Unicorn companies globally continued to account for a significant amount of VC investment in 2021, with a number of existing unicorns raising large rounds in Q4’21, including J&T Express ($2.5 billion), Lacework ($1.3 billion), Thrasio ($1 billion) and N26 ($900 million). The number of unicorn deals more than doubled year-over-year, along with the total amount invested in unicorn companies.

The number of unicorn companies continued to explode in Q4’21, with 126 unicorns globally. Quite a range of less mature VC markets saw new unicorns birthed during the quarter, including Vietnam (Sky Mavis, Momo), Brazil (CargoX, Olist), Mexico (Clara, Merama), Indonesia (Kopi Kenangan, Ajaib), and the Philippines (Mynt) – highlighting not only the increasing diversity of the global VC market but the growing size of startups attracting investment in all corners of the world.

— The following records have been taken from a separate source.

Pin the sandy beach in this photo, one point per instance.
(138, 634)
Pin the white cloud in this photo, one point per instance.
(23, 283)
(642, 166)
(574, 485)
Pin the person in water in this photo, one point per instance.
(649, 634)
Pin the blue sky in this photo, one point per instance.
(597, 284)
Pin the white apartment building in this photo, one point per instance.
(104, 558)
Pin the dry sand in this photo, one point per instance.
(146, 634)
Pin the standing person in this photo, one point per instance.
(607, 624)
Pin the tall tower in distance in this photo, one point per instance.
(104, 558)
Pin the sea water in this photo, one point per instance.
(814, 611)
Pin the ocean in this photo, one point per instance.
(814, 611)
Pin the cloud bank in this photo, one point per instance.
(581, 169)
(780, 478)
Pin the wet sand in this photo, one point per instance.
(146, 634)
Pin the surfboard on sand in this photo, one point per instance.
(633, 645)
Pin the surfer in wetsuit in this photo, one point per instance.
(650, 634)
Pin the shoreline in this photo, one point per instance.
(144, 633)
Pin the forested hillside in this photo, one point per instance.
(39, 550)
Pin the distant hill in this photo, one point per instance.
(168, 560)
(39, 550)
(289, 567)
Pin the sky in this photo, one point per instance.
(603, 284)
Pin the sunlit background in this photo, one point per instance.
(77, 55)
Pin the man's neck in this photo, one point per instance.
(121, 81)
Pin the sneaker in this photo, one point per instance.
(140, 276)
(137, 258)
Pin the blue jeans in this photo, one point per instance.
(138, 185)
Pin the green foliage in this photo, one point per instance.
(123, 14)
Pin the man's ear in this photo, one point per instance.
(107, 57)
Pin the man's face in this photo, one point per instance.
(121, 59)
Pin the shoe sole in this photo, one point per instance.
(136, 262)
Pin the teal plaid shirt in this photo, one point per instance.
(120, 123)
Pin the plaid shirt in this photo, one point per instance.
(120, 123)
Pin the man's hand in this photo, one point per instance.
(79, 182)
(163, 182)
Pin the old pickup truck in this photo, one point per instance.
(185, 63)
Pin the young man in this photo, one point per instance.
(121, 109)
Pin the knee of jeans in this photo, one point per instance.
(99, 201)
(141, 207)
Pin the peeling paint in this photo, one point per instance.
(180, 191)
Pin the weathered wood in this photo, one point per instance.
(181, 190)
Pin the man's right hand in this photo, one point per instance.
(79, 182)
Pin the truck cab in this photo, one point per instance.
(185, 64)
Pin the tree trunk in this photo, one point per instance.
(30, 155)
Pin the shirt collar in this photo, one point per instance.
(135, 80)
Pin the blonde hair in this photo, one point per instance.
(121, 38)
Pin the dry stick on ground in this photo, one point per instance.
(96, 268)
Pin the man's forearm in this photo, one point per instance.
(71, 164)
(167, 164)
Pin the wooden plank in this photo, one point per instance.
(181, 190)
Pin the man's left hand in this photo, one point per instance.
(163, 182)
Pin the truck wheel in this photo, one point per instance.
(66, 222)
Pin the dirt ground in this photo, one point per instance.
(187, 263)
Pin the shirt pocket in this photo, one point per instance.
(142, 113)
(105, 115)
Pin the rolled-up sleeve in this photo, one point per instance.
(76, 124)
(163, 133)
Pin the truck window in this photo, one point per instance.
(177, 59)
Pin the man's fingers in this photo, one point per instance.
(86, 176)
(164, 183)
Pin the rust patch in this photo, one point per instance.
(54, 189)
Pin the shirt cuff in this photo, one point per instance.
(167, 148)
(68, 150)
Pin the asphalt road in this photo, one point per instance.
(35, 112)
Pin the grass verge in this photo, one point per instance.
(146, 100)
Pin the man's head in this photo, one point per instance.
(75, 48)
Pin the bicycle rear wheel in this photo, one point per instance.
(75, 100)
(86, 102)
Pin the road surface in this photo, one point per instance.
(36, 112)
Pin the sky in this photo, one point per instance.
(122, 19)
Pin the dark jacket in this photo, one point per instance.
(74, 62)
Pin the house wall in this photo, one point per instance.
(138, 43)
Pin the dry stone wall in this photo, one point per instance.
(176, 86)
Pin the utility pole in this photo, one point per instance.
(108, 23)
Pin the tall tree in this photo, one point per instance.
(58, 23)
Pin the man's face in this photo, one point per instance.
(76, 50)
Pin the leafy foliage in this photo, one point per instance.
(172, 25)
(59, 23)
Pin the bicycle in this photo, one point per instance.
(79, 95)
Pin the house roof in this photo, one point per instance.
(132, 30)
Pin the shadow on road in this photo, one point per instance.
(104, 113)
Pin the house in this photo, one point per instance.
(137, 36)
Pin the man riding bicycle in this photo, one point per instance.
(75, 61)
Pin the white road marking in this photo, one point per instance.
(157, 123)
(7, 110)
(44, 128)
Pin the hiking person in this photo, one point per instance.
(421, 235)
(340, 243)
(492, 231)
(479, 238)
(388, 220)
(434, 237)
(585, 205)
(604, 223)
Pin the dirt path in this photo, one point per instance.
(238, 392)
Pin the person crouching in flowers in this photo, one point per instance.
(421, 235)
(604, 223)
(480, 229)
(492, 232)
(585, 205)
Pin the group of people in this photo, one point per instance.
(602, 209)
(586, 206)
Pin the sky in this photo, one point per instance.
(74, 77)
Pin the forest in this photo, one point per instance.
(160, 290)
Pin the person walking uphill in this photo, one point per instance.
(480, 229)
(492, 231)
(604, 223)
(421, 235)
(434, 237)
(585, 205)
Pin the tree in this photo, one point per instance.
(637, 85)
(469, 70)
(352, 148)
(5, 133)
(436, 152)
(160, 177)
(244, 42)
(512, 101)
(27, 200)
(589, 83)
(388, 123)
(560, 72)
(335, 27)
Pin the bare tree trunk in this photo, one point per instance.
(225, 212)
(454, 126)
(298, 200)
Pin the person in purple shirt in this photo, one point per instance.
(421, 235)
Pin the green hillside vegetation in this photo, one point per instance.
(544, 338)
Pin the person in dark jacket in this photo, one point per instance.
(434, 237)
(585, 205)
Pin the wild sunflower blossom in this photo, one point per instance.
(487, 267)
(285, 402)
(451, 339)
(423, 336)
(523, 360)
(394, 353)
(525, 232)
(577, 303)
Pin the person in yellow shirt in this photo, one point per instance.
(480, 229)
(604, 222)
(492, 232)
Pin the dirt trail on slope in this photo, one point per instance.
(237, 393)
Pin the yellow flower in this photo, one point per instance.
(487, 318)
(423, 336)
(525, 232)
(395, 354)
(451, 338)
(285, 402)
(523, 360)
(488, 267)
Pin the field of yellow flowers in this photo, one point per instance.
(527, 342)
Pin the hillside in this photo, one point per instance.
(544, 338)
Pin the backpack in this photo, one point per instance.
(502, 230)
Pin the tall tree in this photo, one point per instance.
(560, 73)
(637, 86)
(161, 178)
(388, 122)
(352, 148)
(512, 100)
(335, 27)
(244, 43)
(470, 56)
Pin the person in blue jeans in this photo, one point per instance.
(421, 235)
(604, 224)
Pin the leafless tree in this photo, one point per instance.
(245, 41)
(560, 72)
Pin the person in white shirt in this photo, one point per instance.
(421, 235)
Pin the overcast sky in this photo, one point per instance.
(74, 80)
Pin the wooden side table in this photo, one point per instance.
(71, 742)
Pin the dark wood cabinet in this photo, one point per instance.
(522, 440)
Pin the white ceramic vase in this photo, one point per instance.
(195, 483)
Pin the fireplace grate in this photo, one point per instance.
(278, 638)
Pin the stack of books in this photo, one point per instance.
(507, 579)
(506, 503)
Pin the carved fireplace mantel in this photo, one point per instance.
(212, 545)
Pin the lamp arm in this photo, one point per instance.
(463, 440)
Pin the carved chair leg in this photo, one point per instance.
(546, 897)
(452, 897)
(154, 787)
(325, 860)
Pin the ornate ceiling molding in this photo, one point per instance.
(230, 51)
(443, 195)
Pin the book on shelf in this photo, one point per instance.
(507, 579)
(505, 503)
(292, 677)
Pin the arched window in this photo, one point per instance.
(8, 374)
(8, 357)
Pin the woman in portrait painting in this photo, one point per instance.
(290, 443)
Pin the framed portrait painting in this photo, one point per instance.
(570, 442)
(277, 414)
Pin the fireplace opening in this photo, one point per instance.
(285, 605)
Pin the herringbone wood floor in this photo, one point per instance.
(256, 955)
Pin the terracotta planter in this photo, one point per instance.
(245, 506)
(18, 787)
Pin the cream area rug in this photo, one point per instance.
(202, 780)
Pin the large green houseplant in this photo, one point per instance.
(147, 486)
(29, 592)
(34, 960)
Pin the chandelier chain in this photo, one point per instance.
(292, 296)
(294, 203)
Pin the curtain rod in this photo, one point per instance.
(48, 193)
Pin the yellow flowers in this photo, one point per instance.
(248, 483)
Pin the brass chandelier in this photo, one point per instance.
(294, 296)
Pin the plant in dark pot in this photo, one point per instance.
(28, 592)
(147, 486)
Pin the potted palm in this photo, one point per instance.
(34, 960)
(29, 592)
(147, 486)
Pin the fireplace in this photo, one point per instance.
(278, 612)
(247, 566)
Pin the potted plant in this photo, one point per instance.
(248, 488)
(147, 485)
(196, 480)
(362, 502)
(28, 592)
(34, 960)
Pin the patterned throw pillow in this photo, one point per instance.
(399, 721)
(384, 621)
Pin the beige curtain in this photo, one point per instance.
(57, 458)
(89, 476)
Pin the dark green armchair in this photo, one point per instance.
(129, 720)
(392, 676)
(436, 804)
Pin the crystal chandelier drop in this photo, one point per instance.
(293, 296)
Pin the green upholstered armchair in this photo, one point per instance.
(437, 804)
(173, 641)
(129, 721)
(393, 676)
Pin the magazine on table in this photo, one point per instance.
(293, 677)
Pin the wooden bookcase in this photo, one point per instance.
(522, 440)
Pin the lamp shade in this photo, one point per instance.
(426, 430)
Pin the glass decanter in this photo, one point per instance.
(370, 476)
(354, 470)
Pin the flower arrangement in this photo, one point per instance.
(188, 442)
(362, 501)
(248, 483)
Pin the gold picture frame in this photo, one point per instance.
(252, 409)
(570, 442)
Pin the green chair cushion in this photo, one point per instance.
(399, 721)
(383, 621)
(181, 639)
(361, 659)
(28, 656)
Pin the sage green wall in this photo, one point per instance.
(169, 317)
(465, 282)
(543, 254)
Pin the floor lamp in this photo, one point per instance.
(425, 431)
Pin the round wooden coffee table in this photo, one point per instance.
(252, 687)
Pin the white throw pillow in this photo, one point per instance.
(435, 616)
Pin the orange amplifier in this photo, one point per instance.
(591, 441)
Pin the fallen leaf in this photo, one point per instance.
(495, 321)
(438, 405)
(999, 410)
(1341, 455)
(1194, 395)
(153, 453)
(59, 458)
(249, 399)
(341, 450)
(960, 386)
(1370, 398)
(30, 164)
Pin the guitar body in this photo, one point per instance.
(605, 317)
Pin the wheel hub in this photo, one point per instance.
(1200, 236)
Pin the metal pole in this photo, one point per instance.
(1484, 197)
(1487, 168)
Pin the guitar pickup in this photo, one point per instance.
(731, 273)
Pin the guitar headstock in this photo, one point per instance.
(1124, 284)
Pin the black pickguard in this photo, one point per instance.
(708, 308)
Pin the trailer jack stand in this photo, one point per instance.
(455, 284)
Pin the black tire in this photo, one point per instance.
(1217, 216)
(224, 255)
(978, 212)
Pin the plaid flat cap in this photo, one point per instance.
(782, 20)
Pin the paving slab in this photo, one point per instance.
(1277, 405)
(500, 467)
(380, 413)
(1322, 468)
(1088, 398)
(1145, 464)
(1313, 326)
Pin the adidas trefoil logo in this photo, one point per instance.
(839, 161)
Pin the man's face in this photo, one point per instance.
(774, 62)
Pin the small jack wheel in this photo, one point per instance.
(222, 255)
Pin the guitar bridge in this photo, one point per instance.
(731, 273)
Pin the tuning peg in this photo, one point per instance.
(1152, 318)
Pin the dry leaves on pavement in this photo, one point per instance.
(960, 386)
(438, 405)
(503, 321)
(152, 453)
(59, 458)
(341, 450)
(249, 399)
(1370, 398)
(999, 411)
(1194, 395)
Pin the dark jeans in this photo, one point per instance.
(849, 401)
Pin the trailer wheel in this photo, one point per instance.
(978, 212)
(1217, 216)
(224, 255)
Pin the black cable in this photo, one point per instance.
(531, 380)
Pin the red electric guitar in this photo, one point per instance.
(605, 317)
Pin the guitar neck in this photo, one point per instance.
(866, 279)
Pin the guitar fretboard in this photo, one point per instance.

ESG continues climb to prominence

Following on the strong uptick last quarter, the importance of ESG continued to gain ground in Q4’21 – helped in part by the COP26 conference. The focus on ESG has evolved considerably over the last year given increasing pressure from consumers demanding more action from the companies they do business with, VC investors increasing evaluation of ESG metrics to inform their investment decisions, and the growing importance of ESG stories for companies looking to go public.

The breadth of ESG-specific VC investments has also evolved, with an increasing focus on net zero or low emissions technologies across sectors, food and agtech, and alternative energy. From a VC investor standpoint, one challenge with ESG continues to be the lack of standards for evaluating ESG activities on a consistent basis; heading into 2022, there will likely be increasing investments in ESG solutions and measurement tools to help both companies and investments track, measure, and report their results.

Trends to watch for in 2022

Heading into 2022, VC investment is expected to remain very strong in most regions of the world, with less developed VC markets, such as Africa and the Middle East, expected to gain more attention from VC investors. Fintech will likely remain one of the hottest areas of investment, in addition to B2B services, healthtech, cybersecurity, and AI solutions across sectors. ESG-aligned VC investments are also expected to grow as both companies and VC investors increasingly prioritize or target a broader range of ESG fundamentals.

While the pace of IPOs may drop off somewhat heading into Q1’22 as companies focus on preparedness, the quality of IPOs is expected to be very strong. M&A activity will likely remain robust, particularly in highly mature sectors like fintech and food delivery — where consolidations are expected to increase significantly.

Global venture financing

There’s a lot of positivity right now in the global VC space and, assuming there’s not some major setback due to the Omicron variant, that positivity is likely going to carry well into 2022, particularly in the US and Europe. Over the next year, we’re also going to start seeing VC investments pick up in less developed regions of the world, including in places like Africa, the Middle East, and South America.

Jonathan Lavender
Global Head
KPMG Private Enterprise

  • VC investment capped off incredible year with another near record quarter of $171.4 billion.

  • Corporate VC participation jumps from $49.9 billion to $81 billion YoY.

  • Unicorn rounds spike for fourth consecutive quarter.

  • Venture-backed exits surpass $300 billion for the quarter — again.

  • Global fundraising reaches $200 billion in 2021.